Winter

Bizarr: Haareis

Haareis, auch Eiswolle genannt, besteht aus feinen Eisnadeln, die sich nur unter bestimmten Bedingungen bilden. Foto © Marcel Gluschak

Ich dachte zunächst: Liegt hier ein Stück Perücke? So unnatürlich wirkte das haarige Naturwunder, über das ich bei einem Waldspaziergang im Hintertaunus stolperte. Wohl eher ein Stück Fell, oder? Doch die leuchtend weißen Fäden schienen direkt aus einem Stück Holz zu wachsen. Dann ist es wohl ein Pilz, fragte ich mich. Doch das passte nicht wirklich zu dem, was ich bisher als Pilze kannte.

Die Haare wirkten extrem gleichförmig, hatten eine ähnliche Länge und wuchsen in feinen Locken.

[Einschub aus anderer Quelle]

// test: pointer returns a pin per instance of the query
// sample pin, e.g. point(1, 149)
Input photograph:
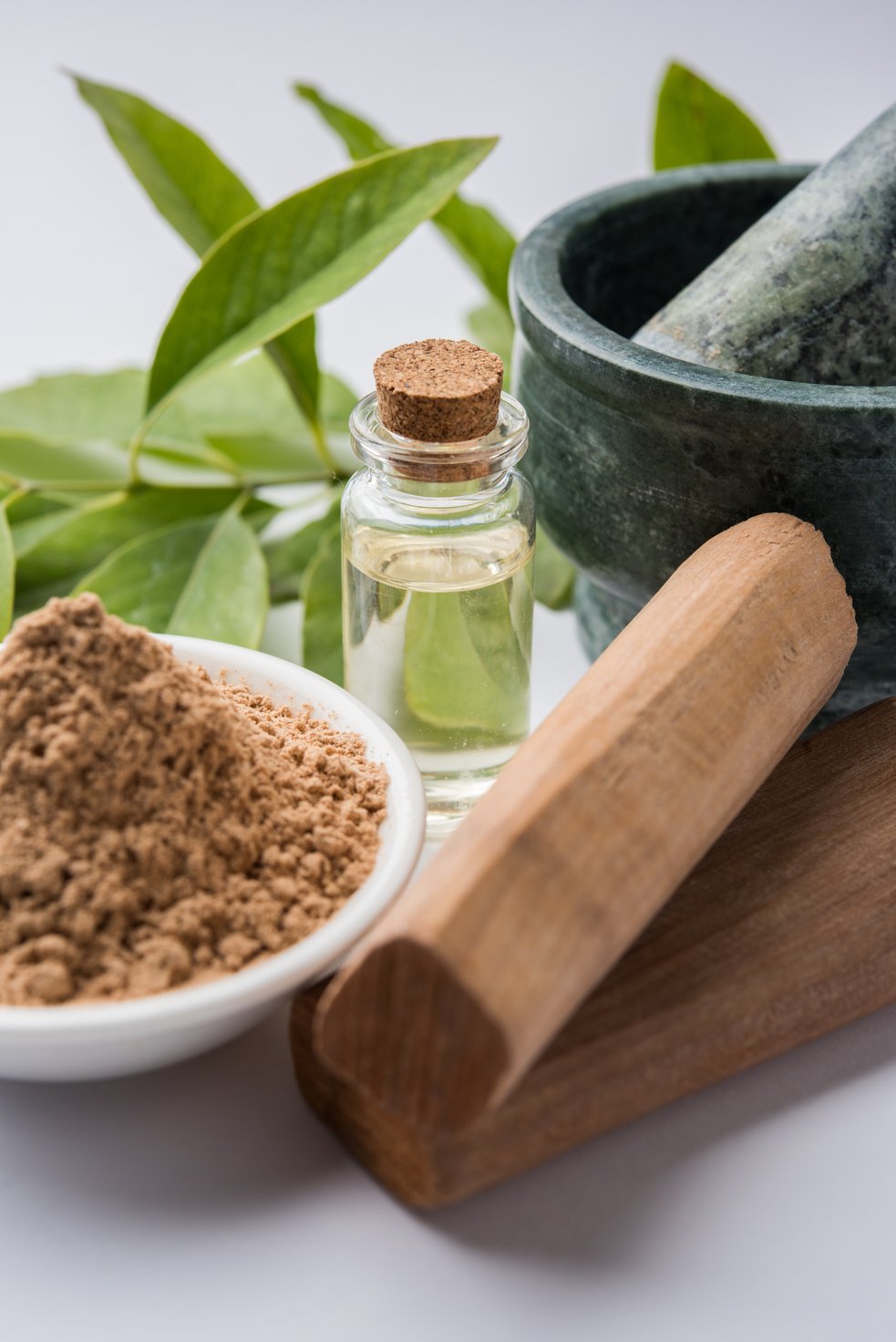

Das haarige Etwas leuchtete regelrecht auf dem umliegenden Laub. Ich bin ehrlich: Ich hab mich nicht getraut, die Haarbüschel zu berühren. Hätte ich es getan, hätte ich schnell bemerkt, wie die Haare in meiner Hand schmelzen. Was ich hier entdeckt habe, gibt es selten zu sehen: Haareis.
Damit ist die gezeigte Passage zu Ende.